Social System

The Exclusion of Women from Iranian Universities, Demonstrates that Women’s Educational Rights will only be safe in the Hands of a Sincere Islamic Leadership – the Khilafah

On 22nd September 2012, Al-Jazeera and various other media outlets reported that the decision by 36 universities across Iran to bar women from studying 77 academic subjects, with approval from the Iranian government came into effect. Graduate degrees included in this ban are engineering, accounting, chemistry, mathematics, computer science, and industrial management. The Science and Higher Education Minister Kamran Daneshjou gave his backing to the curtailing of female higher education by stating that a “balance” in the education system needed to be created, referring to the high female to male ratio in universities and in many fields of study. Reasons cited by others for the new gender exclusion policy include high female graduate unemployment in various fields, scarcity of good jobs.

Across the Muslim world, whether it be in Iran or Saudi Arabia whose governments parade themselves as so-called guardians of Islam, or in Turkey, Jordan, Pakistan, Indonesia or any state in the region, women are at the mercy of irrational leaders who are able to discard their Islamic rights at a whim, including the right to full access to higher education without discrimination. These are all states whose structure and legislation are based upon the dictates of parliament, clerics, or dictators, and not the Shariah. Consequently, even women’s access to the institutions of the Islamic system that allow them to challenge, hold to account and overturn unjust un-Islamic policies such as the curtailing of their educational rights is absent under these oppressive regimes. They are therefore forced to simply swallow the injustice of their states, having been stripped of this Shariah legal right.

What a farce it is that the Iranian government hosted the ‘International Conference on Women and the Islamic Awakening’ in Tehran this July, falsely presenting itself as a supporter of those women who struggled to remove dictatorships in their lands in order that their basic rights be secured – while robbing women in its own backyard from their God-given rights. What a feeble excuse it is to claim that the curtailing of women’s higher education is warranted due to high female graduate unemployment levels, scarcity of jobs or to “balance” the high female to male ratio of university entrants. The unacceptable level of unemployment in the country (20% of those under 30 being jobless), the disconnect between number of graduates – male and female – and the availability of good quality jobs, and the reluctance of many men to enter higher education leading to the ‘imbalance’ of female to male university students is a result of the Iranian system’s weak non-Islamic economic policies that have failed to generate appropriate employment opportunities for graduates. It is the flawed basis of the Iranian economy that needs to be addressed, rather than excluding women from studying in particular fields that can only benefit the state.

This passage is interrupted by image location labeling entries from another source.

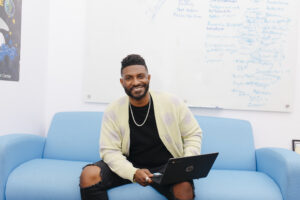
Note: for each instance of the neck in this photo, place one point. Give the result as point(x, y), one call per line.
point(141, 102)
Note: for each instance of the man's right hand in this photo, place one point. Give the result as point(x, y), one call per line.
point(143, 177)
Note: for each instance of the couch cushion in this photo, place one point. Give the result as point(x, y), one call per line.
point(134, 192)
point(237, 185)
point(74, 136)
point(232, 138)
point(45, 179)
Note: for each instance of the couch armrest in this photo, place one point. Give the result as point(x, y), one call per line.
point(283, 166)
point(16, 149)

As expected, opportunistic liberals hostile to Islam have seized upon this decision to blame the religion for this policy, despite the fact that a brief study of Islam would show the importance that Islam gives to female education. Islam was the pioneered women’s higher education globally and which when implemented correctly by the Khilafah system created an Islamic civilization spanning over 1300 years under which women’s education flourished. It is a state that historically generated thousands of female scholars; a state in which a woman, Fatima Al-Fihri established the first university in the world in the 9th century – the University of Qarawayyin in Morocco; a state where the prestigious Al-Azhar university in Cairo gave access to women as students and as lecturers – a right that women in the West only acquired centuries after; and a state where the proportion of female lecturers in many classical Islamic colleges was higher than in modern Western universities.

It is the Islamic principles upon which the Khilafah is based, unlike the pseudo-Islamic systems of today that obliges the state to give the immense importance and value to education that it deserves; to harness the potential of its women; and to ensure that their educational aspirations are met. This state, which is the true representation of the Islamic system, does not permit differentiation between men and women with respect to access to rights of citizenship or higher education, in-line with the requirements of the Shariah. Furthermore, since sovereignty in legislation belongs to the Shariah within the Khilafah and not individual rulers, clerics, or parliament, rights cannot be discarded or changed according to the whims of those in power. Alongside all this, the Khilafah implements the sound Islamic economic system that contains the foundation and pillars to generate a prosperous economy and plentiful employment opportunities including for graduates. Only a system that truly values and implements the Islamic laws in entirety can achieve all this.

We call Muslim women who truly wish to see the status and rights of women elevated in the Muslim world to call for the removal of the man-made systems of the region which are ugly oppressive regimes. We call you to give your support and efforts to the establishment of the Khilafah that will stand in the 21st century as it did over hundreds of years as a true model by which to secure and spearhead the rights of women.

وَمَنْ لَمْ يَحْكُمْ بِمَا أَنزَلَ اللَّهُ فَأُوْلَئِكَ هُمُ الظَّالِمُونَ

“Whoever does not rule according to what Allah has revealed, they are the oppressors.”